Hurray for medieval soap opera’s Pandora! Next episode will probably be tomorrow… I have already written it but if I post it today I won’t have enough to last me till I get back to Stockholm. Also I still have to sort out the pics.
I am so addicted to reading and blogging. I spend a large portion of the day thinking about it
. And comments… I’m definitely addicted to the comment drug too Lothere. I was actually just off to bed when I saw new comments so now I want to stay up and read.
First I felt sympathetic for Radomir, with his uncertainty and his hoping for a smile. Then he started hitting her all detached, and I stopped feeling sorry—and then I started again! I don’t know what to think, but I have a whole slew of adjectives for both.
Radomir: violent, misunderstood, controlling, dominating, attention-seeking, looking for some tenderness, concern for his children. . .
Valeriya: vindictive, misunderstood, vengeful, spiteful, innocent, vulnerable, caught by circumstances, inferior, fighting back in small ways . . .
Valeriya was mostly positive up until this chapter, where she garnered vindictive, vengeful, and spiteful. And Radomir just earned misunderstood, and everything after attention-seeking. I’d still hate him, but those small but still important characteristics make it so hard!

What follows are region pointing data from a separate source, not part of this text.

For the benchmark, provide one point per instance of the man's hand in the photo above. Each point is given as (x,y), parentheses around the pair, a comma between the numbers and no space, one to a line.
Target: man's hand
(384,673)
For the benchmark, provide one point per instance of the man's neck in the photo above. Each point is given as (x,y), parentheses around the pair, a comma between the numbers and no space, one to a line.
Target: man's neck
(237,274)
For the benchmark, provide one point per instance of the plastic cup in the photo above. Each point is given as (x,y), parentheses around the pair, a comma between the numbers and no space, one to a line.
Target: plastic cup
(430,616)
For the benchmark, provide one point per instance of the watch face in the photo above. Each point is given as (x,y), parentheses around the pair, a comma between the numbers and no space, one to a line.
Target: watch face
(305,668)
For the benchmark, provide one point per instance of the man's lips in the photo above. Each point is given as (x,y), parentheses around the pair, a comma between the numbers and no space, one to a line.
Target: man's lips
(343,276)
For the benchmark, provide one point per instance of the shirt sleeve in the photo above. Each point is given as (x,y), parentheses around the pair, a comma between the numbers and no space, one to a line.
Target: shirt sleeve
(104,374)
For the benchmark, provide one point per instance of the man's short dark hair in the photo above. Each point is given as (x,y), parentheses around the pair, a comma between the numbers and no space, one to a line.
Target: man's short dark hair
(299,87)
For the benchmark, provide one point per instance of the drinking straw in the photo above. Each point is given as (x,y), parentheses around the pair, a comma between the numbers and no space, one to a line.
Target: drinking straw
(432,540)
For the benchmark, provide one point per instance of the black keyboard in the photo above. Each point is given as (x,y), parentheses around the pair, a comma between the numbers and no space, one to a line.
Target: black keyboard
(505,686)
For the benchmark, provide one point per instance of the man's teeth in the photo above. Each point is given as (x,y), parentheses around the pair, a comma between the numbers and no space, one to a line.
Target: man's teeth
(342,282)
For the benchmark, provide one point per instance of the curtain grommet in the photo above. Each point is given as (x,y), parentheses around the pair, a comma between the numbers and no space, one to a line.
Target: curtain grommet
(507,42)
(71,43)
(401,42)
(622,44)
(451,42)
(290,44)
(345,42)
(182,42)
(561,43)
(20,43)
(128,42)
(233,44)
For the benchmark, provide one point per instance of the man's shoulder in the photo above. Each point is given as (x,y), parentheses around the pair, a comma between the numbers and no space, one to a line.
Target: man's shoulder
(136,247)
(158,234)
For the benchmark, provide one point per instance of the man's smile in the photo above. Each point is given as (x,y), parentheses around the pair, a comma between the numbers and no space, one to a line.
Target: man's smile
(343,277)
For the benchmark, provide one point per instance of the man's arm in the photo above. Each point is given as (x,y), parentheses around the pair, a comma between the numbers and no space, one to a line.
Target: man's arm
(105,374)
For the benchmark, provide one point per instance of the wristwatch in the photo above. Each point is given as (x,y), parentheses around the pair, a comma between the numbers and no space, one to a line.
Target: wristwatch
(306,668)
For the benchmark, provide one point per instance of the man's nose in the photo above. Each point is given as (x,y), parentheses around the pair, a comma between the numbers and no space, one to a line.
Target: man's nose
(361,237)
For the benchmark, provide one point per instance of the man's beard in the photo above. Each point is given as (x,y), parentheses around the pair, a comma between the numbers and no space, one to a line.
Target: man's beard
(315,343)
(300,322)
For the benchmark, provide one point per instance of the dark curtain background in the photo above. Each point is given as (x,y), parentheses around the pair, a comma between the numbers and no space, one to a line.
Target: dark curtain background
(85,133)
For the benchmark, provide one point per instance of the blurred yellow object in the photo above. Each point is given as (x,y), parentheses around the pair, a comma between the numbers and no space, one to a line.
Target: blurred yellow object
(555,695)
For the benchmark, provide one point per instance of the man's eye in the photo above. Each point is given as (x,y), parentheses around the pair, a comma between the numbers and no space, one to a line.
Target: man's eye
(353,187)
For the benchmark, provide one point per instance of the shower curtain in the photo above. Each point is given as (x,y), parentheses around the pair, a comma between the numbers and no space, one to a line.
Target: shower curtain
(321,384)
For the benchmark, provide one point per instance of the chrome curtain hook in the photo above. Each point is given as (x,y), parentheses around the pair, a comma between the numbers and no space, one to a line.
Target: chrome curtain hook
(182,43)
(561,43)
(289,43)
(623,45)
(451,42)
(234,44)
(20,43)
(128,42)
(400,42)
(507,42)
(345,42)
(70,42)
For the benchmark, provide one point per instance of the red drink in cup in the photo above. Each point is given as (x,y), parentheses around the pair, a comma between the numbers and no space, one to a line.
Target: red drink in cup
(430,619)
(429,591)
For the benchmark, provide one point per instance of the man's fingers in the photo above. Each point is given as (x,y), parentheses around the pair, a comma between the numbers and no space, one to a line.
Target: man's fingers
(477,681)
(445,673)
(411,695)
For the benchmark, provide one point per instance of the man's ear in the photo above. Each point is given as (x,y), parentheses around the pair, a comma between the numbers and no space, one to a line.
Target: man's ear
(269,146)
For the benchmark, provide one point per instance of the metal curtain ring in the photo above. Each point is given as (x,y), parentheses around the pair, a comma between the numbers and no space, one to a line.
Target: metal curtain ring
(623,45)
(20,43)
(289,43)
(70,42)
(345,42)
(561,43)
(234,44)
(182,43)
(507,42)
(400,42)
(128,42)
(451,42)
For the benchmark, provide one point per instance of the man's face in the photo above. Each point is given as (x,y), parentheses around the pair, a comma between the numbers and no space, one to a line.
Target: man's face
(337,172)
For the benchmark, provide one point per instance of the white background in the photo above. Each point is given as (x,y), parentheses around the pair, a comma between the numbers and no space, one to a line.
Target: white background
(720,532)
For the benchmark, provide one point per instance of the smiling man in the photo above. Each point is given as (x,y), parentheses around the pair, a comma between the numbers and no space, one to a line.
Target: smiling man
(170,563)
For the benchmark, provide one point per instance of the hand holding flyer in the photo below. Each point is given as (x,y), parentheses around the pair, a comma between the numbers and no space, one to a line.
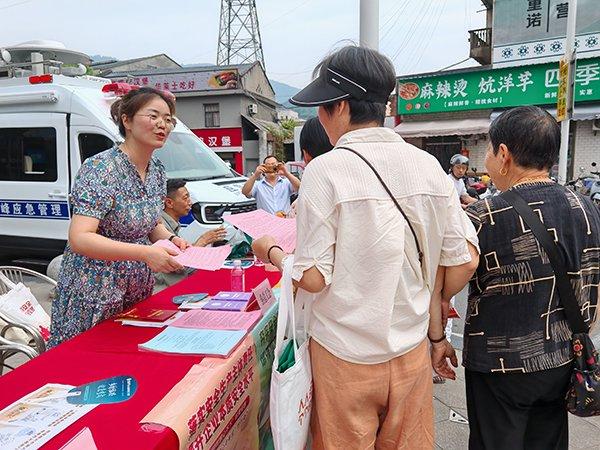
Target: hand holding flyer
(260,223)
(203,258)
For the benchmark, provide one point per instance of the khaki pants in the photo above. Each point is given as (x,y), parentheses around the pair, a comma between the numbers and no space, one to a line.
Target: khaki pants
(366,406)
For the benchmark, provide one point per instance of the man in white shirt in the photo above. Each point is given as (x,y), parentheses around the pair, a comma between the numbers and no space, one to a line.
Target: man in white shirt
(459,164)
(274,188)
(370,269)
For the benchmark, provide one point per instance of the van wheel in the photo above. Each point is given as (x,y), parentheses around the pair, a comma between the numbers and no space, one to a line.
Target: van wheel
(54,267)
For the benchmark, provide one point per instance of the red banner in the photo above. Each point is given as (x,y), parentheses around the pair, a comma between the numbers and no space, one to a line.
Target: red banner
(221,139)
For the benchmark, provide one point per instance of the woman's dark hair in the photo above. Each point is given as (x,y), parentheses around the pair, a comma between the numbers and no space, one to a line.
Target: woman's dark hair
(371,69)
(531,134)
(313,138)
(135,100)
(173,185)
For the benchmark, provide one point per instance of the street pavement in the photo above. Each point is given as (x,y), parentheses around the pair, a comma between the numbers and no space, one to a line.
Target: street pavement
(449,398)
(450,409)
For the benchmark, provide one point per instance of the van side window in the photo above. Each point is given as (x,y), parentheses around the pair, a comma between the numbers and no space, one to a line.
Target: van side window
(28,154)
(91,144)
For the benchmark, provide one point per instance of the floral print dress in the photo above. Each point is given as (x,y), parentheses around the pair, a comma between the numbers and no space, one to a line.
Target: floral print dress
(108,188)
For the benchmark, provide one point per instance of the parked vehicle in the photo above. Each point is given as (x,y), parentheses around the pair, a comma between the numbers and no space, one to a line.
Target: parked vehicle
(50,123)
(587,183)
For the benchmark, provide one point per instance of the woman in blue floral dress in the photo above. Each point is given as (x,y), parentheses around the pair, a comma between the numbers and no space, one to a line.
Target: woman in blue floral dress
(116,202)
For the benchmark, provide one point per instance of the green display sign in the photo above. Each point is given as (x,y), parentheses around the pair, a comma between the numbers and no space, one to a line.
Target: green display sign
(495,88)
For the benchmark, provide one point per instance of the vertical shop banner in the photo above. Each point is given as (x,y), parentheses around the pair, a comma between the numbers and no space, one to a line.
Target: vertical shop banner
(495,88)
(533,31)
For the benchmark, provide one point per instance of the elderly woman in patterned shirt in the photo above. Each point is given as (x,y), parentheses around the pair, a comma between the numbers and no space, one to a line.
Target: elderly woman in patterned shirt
(517,351)
(117,199)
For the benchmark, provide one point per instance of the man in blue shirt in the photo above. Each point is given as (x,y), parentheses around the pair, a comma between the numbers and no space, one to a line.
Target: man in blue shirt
(273,190)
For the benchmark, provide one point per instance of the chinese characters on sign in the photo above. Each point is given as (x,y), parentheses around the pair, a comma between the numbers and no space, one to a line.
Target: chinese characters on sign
(32,210)
(221,139)
(184,82)
(495,88)
(563,84)
(533,31)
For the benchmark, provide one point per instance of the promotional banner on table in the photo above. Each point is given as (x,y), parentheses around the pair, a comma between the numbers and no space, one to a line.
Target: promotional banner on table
(224,403)
(495,88)
(216,404)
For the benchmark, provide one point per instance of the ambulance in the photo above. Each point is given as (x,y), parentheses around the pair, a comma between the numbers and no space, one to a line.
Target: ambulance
(52,118)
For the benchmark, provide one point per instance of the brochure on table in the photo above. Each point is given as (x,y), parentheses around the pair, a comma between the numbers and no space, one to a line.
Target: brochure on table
(36,418)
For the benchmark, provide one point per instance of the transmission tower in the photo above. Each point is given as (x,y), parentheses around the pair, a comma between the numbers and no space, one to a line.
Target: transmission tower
(239,35)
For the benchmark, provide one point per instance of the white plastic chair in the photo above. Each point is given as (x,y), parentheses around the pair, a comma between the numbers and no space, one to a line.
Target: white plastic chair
(36,345)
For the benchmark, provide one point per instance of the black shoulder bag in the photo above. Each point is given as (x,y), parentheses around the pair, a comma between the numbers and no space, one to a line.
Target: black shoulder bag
(412,230)
(583,397)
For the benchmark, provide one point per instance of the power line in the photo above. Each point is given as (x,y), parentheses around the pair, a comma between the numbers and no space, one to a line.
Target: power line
(16,4)
(398,15)
(287,12)
(431,33)
(410,32)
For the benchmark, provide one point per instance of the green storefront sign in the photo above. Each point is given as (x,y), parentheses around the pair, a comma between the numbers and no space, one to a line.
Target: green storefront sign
(495,88)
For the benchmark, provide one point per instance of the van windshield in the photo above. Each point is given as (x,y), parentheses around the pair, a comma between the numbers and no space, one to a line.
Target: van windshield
(185,156)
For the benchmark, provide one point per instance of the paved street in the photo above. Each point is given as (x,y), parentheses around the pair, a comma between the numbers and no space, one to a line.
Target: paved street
(449,398)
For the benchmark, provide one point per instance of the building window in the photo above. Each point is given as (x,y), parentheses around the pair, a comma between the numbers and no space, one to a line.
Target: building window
(211,115)
(28,154)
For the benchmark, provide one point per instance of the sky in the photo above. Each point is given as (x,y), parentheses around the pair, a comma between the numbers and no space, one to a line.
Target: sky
(418,35)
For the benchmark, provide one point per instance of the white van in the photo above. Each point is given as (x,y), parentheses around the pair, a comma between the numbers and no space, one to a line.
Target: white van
(49,124)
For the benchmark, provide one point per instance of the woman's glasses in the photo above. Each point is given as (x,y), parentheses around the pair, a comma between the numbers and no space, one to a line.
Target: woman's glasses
(155,119)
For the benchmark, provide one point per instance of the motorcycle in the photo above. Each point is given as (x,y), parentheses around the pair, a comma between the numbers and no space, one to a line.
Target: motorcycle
(478,189)
(587,184)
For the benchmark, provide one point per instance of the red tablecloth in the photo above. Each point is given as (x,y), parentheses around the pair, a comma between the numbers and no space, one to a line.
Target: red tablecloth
(110,349)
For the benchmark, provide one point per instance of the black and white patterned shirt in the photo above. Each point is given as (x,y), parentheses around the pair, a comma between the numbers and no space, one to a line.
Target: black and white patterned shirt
(515,321)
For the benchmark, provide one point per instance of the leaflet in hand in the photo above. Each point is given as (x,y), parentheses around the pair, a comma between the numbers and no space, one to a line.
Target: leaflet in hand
(217,320)
(195,342)
(203,258)
(260,223)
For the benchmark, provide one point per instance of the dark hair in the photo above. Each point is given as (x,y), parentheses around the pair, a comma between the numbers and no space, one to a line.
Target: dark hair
(313,138)
(369,67)
(174,185)
(531,134)
(135,100)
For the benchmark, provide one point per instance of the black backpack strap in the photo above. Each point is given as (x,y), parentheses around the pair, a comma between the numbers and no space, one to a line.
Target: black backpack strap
(546,240)
(412,230)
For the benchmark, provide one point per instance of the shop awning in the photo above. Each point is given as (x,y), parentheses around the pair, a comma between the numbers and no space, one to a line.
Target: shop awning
(443,128)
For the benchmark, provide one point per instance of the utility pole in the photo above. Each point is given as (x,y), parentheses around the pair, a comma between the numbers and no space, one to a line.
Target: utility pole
(369,24)
(565,124)
(239,34)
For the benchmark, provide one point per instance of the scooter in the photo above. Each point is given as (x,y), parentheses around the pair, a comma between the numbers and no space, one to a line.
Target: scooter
(587,184)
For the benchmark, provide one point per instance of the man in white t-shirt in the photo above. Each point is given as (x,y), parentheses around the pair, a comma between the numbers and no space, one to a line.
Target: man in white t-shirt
(459,164)
(369,272)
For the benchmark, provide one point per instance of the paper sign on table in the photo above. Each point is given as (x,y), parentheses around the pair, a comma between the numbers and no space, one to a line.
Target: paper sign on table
(36,418)
(190,298)
(217,320)
(204,258)
(81,441)
(195,342)
(110,390)
(264,295)
(260,223)
(150,324)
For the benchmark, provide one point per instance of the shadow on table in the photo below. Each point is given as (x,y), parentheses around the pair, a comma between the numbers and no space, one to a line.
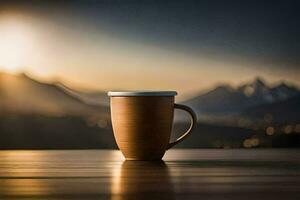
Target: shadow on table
(142,180)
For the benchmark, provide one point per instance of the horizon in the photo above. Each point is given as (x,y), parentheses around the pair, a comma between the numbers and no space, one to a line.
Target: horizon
(180,97)
(113,45)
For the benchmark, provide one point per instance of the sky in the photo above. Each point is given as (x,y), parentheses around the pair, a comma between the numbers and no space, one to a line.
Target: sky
(186,46)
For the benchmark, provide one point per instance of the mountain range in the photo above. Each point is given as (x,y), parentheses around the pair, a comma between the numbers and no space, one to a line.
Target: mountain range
(38,115)
(20,93)
(254,99)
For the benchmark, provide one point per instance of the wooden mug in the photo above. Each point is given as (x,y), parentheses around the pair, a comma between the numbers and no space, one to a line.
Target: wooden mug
(142,123)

So, now I’m in present-day.
Wow….what a horrible thing to provoke just to lose your baby…someone needs to help that girl quick…I wonder what he will do now…great post!
Welcome to present day Aithne and Tiana! Wow… I never thought I would have enough posts for it to take some time to get to present day
. Not much time though…
I plan to develop both these characters in the future… Valeriya in particular I have big plans for her so you will have to wait and see (but not too long I hope). I hope maybe she can redeem herself a little for the vindictive, vengeful and spiteful. I loved your lists Aithne
. Hehe I think most of my characters would have misunderstood in their descriptions.
I wonder if she’s now sorry that she provoked Radomir into beating her to the point of a miscarriage? *gasping* Must. Keep. Reading.
Lol, I think all us stroy writing simmers are addicted to comments. It also helps us understand what our readers are thinking in terms of what we’ve written, and hopefully get what we intended across.
I suppose I can’t blame her for not wanting the child, I probably wouldn’t either if I was in a loveless marriage. A child would only make the bonds of their marriage stronger, and maybe this is what she was afraid of. She’d be completely tied down to him lock, stock and two smoking barrels.
I so badly want to read more and more, but I have to surfice with one or two chapters a day, it sucks not being able to just continue clicking next and next and next. But at least I know I always have more to read, and I don’t have to wait for posts just yet.
I’m being terribly bad with my story actually, but I just haven’t been able to find the time. Yet I can still make time to read others, lol. Goes to show I’m simply addicted, can’t get enough of Mhalwae *need my fix, hands are shaking*.
Anyways, it’ll be interesting if she doesn’t lose the baby, wonder what her thoughts are going to be on that. Or even her thoughts if she does lose the baby. Its such a sad situation really.